You can optionally start the HTTP REST interface early in the startup sequence by setting the --server.early-connections startup option to true. This configuration allows an instance to respond to a limited set of REST APIs during the startup, even during the recovery procedure. This can be useful because the recovery procedure can take time proportional to the amount of data to be recovered.

The following APIs can reply early with an HTTP 200 status:

  • GET /_api/version and GET /_admin/version: These APIs return the server version number, but can also be used as a liveliness probe, to check if the instance is responding to incoming HTTP requests.
  • GET /_admin/status: This API returns information about the instance’s status, including the recovery progress and information about which server feature is currently starting.
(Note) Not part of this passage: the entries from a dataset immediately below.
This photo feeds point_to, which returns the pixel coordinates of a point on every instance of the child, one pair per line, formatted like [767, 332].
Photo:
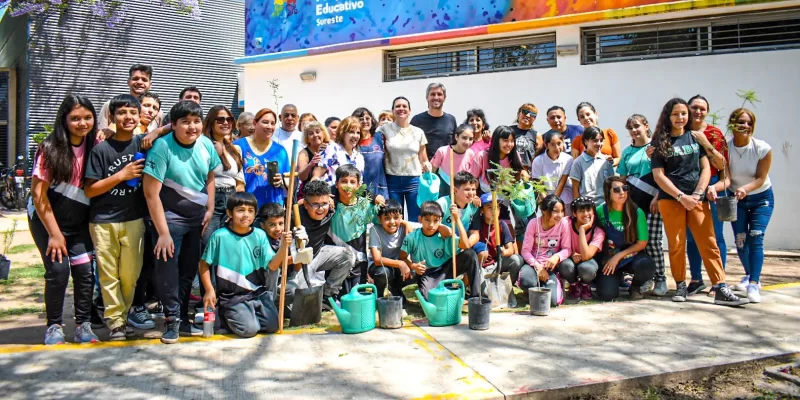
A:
[428, 251]
[116, 219]
[349, 224]
[482, 231]
[243, 258]
[462, 157]
[547, 243]
[591, 169]
[385, 240]
[179, 189]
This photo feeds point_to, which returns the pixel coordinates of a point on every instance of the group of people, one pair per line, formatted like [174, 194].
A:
[157, 199]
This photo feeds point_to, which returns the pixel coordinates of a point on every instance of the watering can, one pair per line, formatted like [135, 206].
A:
[357, 313]
[443, 307]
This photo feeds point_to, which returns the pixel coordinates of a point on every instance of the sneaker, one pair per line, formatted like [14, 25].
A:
[84, 334]
[681, 292]
[695, 287]
[743, 284]
[54, 335]
[726, 297]
[754, 293]
[170, 334]
[660, 289]
[139, 318]
[189, 329]
[117, 334]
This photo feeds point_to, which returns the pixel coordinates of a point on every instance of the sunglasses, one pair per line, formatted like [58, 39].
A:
[621, 189]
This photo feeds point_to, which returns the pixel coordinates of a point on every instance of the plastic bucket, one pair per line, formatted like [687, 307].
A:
[479, 310]
[390, 312]
[539, 299]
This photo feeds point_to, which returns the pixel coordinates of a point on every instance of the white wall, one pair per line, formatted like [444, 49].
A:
[346, 81]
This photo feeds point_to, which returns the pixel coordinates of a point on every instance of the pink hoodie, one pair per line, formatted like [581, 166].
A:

During the early startup phase, all APIs other than the ones listed above are responded to with an HTTP response code 503, so that callers can see that the instance is not fully ready yet.

If --server.authentication is enabled, then only JWT authentication can be used during the early startup phase. Incoming requests relying on other authentication mechanisms that require access to the database data (e.g. HTTP basic authentication) are also responded to with HTTP 503 errors, even if correct credentials are used. This is because access to the database data is not possible early during the startup.

The GET /_admin/status API now also returns startup and recovery information. This can be used to determine the instance’s progress during startup. The new progress attribute will be returned inside the serverInfo object with the following sub-attributes:

  • phase: Name of the lifecycle phase the instance is currently in. Normally one of "in prepare", "in start", "in wait", "in shutdown", "in stop", or "in unprepare".
  • feature: Internal name of the feature that is currently being prepared, started, stopped or unprepared.
  • recoveryTick: Current recovery sequence number value, if the instance is currently recovering. If the instance is already past the recovery, this attribute contains the last handled recovery sequence number.

The exact values of these attributes should not be relied on, i.e. client applications should not check for any exact values in them. Feature and phase names are subject to change between different versions of ArangoDB. The progress attributes can still be used to determine whether the instance has made progress between two calls: if phase, feature, and recoveryTick don’t change, then there hasn’t been progress. Note that this is only true if the instance is still starting up. Once the instance has fully started and has opened the complete REST interface, the values in the progress attribute are expected to not change until shutdown.

Note that the maintenance attribute in responses to GET /_admin/status can still be used to determine whether the instance is fully available for arbitrary requests.